Why do I keep reading them in? Well, these are from an external source. We get a new set every month. We get four files totaling about 220 to 250 million records, depending on the month. One file is about a million, one about 30 to 35 million, one about 10 to 15 million, and the last one, by far the largest, is about 180 to 220 million records. The job was originally single-threaded and took about 9 hours, including the analytical steps that follow the input and interleave steps. Eek.
I took the largest file and, using multiple threads, read it into 25 separate SAS datasets. The multi-threaded read of the largest file now takes 30 - 45 minutes instead of 4+ hours, depending on how many subordinate threads I use. However, I then have to do the interleave, as you described (set ds1 - ds28; by key; ). The interleave takes 90 minutes, which is 2 to 3 times how long it takes to read in the data. Maybe that's the best that can be had, but I thought I'd ask if there were a faster way. Taking a job from 9 hours run time to 3 hours is hardly disappointing, but, you know, I'd like to see if there are any other performance gains to be had if I can.
P.S. We don't have MP Connect, but multi-threading can still be done through UNIX
04-20-2018 10:53 PM
Get a lot of fast disks? I/O is usually the bottle neck with SAS.
Check if your system has some large fast disks reserved for temporary files and try to use those. I have had some success with use OS commands to copy large gzipped files from regular disks to the SAS work disk and then reading them.
SPDE should help with every step. You can spread the SAS datasets across multiple disks.
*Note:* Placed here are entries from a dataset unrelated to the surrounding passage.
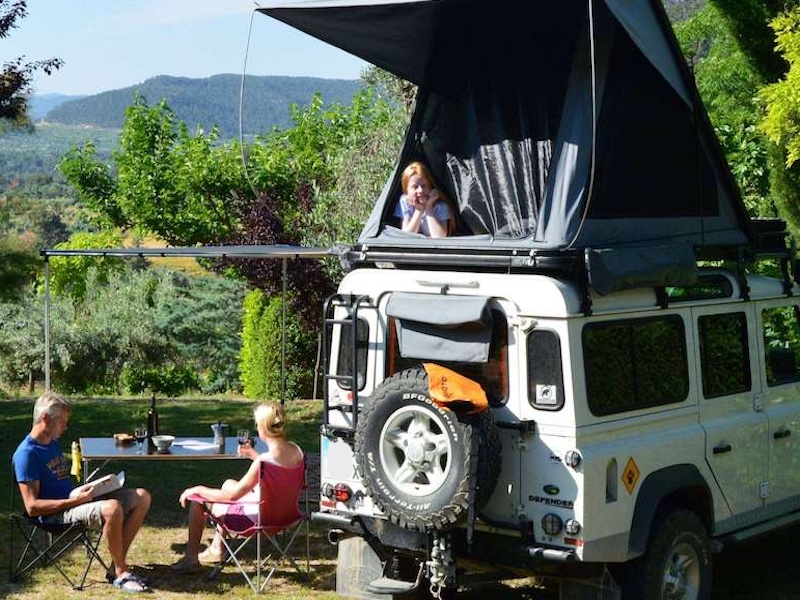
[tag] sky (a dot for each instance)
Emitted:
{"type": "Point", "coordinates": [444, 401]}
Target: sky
{"type": "Point", "coordinates": [113, 44]}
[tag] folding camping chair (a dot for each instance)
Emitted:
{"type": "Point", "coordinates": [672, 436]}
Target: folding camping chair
{"type": "Point", "coordinates": [280, 521]}
{"type": "Point", "coordinates": [46, 543]}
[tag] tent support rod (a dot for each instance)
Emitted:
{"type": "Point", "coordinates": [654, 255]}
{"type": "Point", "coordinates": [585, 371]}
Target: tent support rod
{"type": "Point", "coordinates": [46, 323]}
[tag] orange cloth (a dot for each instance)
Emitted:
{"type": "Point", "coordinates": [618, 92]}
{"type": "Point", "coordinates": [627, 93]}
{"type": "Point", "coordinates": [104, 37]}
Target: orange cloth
{"type": "Point", "coordinates": [446, 386]}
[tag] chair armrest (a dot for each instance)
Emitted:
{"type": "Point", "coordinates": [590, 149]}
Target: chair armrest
{"type": "Point", "coordinates": [202, 500]}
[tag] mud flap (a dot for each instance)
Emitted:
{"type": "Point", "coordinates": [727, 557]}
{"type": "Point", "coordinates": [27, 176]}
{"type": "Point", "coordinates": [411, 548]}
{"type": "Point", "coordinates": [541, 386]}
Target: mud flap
{"type": "Point", "coordinates": [356, 566]}
{"type": "Point", "coordinates": [603, 588]}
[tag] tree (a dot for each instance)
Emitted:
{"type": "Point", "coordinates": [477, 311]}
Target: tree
{"type": "Point", "coordinates": [782, 98]}
{"type": "Point", "coordinates": [16, 75]}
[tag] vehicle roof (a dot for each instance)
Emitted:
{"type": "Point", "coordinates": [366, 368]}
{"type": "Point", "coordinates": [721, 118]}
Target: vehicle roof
{"type": "Point", "coordinates": [541, 296]}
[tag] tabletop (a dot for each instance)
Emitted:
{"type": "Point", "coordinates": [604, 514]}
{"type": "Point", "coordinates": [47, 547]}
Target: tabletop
{"type": "Point", "coordinates": [183, 448]}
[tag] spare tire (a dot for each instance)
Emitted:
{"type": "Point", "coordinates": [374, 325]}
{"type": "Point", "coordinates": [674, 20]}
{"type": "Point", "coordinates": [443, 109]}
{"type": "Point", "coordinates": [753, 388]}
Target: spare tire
{"type": "Point", "coordinates": [415, 457]}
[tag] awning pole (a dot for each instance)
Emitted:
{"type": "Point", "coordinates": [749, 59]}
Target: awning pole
{"type": "Point", "coordinates": [283, 331]}
{"type": "Point", "coordinates": [46, 323]}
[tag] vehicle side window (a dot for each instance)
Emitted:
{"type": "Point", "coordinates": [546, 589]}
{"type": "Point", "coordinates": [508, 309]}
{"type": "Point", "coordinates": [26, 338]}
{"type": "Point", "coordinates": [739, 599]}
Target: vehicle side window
{"type": "Point", "coordinates": [492, 375]}
{"type": "Point", "coordinates": [782, 344]}
{"type": "Point", "coordinates": [635, 363]}
{"type": "Point", "coordinates": [344, 364]}
{"type": "Point", "coordinates": [724, 355]}
{"type": "Point", "coordinates": [545, 376]}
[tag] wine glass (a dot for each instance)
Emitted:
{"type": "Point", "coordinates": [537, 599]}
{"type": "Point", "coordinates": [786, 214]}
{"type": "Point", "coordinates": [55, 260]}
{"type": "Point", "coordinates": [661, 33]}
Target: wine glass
{"type": "Point", "coordinates": [140, 433]}
{"type": "Point", "coordinates": [243, 436]}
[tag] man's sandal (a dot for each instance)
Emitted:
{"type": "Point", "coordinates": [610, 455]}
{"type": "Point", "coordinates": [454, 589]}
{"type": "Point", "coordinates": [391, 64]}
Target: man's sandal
{"type": "Point", "coordinates": [128, 582]}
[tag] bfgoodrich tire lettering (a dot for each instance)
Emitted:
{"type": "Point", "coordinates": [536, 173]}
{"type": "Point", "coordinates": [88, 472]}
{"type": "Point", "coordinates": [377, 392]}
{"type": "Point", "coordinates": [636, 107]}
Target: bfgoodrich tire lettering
{"type": "Point", "coordinates": [414, 457]}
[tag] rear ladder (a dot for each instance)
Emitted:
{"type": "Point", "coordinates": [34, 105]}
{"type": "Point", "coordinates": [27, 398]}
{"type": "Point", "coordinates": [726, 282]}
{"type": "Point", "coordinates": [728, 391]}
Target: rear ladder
{"type": "Point", "coordinates": [349, 326]}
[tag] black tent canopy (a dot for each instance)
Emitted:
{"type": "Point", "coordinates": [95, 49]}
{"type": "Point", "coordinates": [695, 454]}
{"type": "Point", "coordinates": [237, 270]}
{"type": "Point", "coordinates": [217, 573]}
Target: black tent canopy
{"type": "Point", "coordinates": [552, 125]}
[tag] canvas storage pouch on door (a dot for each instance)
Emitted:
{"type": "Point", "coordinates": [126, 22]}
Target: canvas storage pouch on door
{"type": "Point", "coordinates": [442, 327]}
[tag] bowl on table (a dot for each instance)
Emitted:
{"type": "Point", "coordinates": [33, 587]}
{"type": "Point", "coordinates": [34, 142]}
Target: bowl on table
{"type": "Point", "coordinates": [162, 442]}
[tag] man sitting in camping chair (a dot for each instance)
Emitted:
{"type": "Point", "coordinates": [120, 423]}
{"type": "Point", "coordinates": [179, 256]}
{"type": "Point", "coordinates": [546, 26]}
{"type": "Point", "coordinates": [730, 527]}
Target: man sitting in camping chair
{"type": "Point", "coordinates": [264, 502]}
{"type": "Point", "coordinates": [43, 478]}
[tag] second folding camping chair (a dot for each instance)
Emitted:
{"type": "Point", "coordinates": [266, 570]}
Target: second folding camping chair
{"type": "Point", "coordinates": [280, 521]}
{"type": "Point", "coordinates": [44, 544]}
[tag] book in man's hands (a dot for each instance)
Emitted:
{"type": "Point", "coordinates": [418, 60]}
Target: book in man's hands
{"type": "Point", "coordinates": [104, 485]}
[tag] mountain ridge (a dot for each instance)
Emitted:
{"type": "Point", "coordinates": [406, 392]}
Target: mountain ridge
{"type": "Point", "coordinates": [202, 102]}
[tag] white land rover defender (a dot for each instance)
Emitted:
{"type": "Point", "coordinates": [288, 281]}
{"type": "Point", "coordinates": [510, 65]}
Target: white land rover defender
{"type": "Point", "coordinates": [642, 407]}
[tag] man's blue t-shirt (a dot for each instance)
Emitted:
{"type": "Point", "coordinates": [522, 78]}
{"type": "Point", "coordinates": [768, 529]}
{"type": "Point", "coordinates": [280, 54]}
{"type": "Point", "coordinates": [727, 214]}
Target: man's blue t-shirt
{"type": "Point", "coordinates": [44, 463]}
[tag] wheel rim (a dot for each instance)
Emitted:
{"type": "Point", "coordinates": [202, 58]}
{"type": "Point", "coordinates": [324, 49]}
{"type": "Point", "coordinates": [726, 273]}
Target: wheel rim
{"type": "Point", "coordinates": [681, 579]}
{"type": "Point", "coordinates": [415, 451]}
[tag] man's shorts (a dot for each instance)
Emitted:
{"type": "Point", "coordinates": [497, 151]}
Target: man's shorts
{"type": "Point", "coordinates": [90, 513]}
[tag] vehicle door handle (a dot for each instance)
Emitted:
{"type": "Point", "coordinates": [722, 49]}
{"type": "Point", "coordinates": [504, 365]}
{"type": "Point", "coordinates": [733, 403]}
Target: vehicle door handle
{"type": "Point", "coordinates": [722, 448]}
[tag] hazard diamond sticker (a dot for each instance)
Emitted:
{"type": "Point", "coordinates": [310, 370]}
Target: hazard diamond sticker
{"type": "Point", "coordinates": [630, 475]}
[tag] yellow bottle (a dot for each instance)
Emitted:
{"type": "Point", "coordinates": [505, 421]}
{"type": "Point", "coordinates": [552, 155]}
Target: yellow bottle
{"type": "Point", "coordinates": [77, 461]}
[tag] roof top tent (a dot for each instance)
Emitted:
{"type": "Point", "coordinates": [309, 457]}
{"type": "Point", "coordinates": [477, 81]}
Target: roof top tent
{"type": "Point", "coordinates": [558, 128]}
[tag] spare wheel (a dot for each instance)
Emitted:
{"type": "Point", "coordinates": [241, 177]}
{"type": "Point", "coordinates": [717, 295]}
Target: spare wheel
{"type": "Point", "coordinates": [415, 457]}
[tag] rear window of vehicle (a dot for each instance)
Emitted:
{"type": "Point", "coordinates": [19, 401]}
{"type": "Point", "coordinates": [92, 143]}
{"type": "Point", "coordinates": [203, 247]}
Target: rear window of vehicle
{"type": "Point", "coordinates": [635, 363]}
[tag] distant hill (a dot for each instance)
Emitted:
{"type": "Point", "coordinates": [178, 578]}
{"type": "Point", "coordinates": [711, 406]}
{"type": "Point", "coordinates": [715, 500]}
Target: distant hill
{"type": "Point", "coordinates": [41, 104]}
{"type": "Point", "coordinates": [210, 101]}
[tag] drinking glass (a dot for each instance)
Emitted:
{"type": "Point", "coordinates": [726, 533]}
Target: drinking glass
{"type": "Point", "coordinates": [140, 433]}
{"type": "Point", "coordinates": [243, 436]}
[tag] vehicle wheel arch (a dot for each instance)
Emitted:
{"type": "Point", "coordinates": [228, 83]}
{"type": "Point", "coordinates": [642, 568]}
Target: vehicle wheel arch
{"type": "Point", "coordinates": [666, 489]}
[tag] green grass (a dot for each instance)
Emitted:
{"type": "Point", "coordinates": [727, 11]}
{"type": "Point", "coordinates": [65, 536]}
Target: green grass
{"type": "Point", "coordinates": [161, 540]}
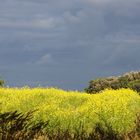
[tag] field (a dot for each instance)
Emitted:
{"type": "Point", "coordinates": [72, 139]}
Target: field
{"type": "Point", "coordinates": [74, 111]}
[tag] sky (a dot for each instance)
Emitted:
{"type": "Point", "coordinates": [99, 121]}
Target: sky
{"type": "Point", "coordinates": [67, 43]}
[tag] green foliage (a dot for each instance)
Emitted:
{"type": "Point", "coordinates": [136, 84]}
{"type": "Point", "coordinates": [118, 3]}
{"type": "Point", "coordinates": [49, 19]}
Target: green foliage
{"type": "Point", "coordinates": [129, 80]}
{"type": "Point", "coordinates": [17, 126]}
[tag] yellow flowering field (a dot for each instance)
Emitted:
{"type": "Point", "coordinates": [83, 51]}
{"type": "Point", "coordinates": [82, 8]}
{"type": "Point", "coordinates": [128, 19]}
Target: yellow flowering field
{"type": "Point", "coordinates": [72, 109]}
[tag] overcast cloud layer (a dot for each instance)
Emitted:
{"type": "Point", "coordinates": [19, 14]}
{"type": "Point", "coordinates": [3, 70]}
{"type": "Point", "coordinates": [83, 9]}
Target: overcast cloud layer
{"type": "Point", "coordinates": [67, 43]}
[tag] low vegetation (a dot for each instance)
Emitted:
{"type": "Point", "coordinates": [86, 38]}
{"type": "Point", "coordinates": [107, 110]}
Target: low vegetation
{"type": "Point", "coordinates": [54, 114]}
{"type": "Point", "coordinates": [1, 83]}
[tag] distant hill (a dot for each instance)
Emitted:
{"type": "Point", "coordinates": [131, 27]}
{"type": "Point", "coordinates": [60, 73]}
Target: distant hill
{"type": "Point", "coordinates": [128, 80]}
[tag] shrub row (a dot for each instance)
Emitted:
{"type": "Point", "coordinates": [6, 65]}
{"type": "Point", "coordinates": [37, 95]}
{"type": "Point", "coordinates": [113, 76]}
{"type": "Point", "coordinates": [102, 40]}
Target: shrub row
{"type": "Point", "coordinates": [128, 80]}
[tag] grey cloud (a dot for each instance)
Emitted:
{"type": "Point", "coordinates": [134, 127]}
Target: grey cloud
{"type": "Point", "coordinates": [67, 43]}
Make sure they are using different IO controllers if you can. You can use COMPRESS=BINARY with SPDE engine and get much better compression that with BASE engine. If nothing else that should save a lot of I/O.
I don't think you can multi-thread reading from a single large GZIP file. So you might speed up the first step by getting the large file delivered as multiple small files.
04-20-2018 11:28 PM - edited 04-20-2018 11:31 PM
Interesting. I'll have to try SPDE although I haven't as yet ever used it. I've read that optimal set up is not trivial. I wasn't sure that SPDE would improve things for sequential access.
The idea of fast disks is interesting although taking the time to copy the raw data from our "landing zone" to another disk might negate the time savings obtained from using a faster disk. Still, perhaps the SAS datasets themselves could be written to faster disks even if the raw data is on slower disks. Perhaps conducting the interleave, the bottleneck, on the fast disks is the answer.
As for multiple threads simultaneously reading a single gzipped file, it seems to be working fine. In fact it's working fabulously. Single threaded was 4 hours. Multi-threaded is 45 minutes (or less if I go crazy on allocating threads), a 500% improvement in run time. I'm doing a PIPE "gunzip -c exciting_filename.csv" in my FILENAME statement.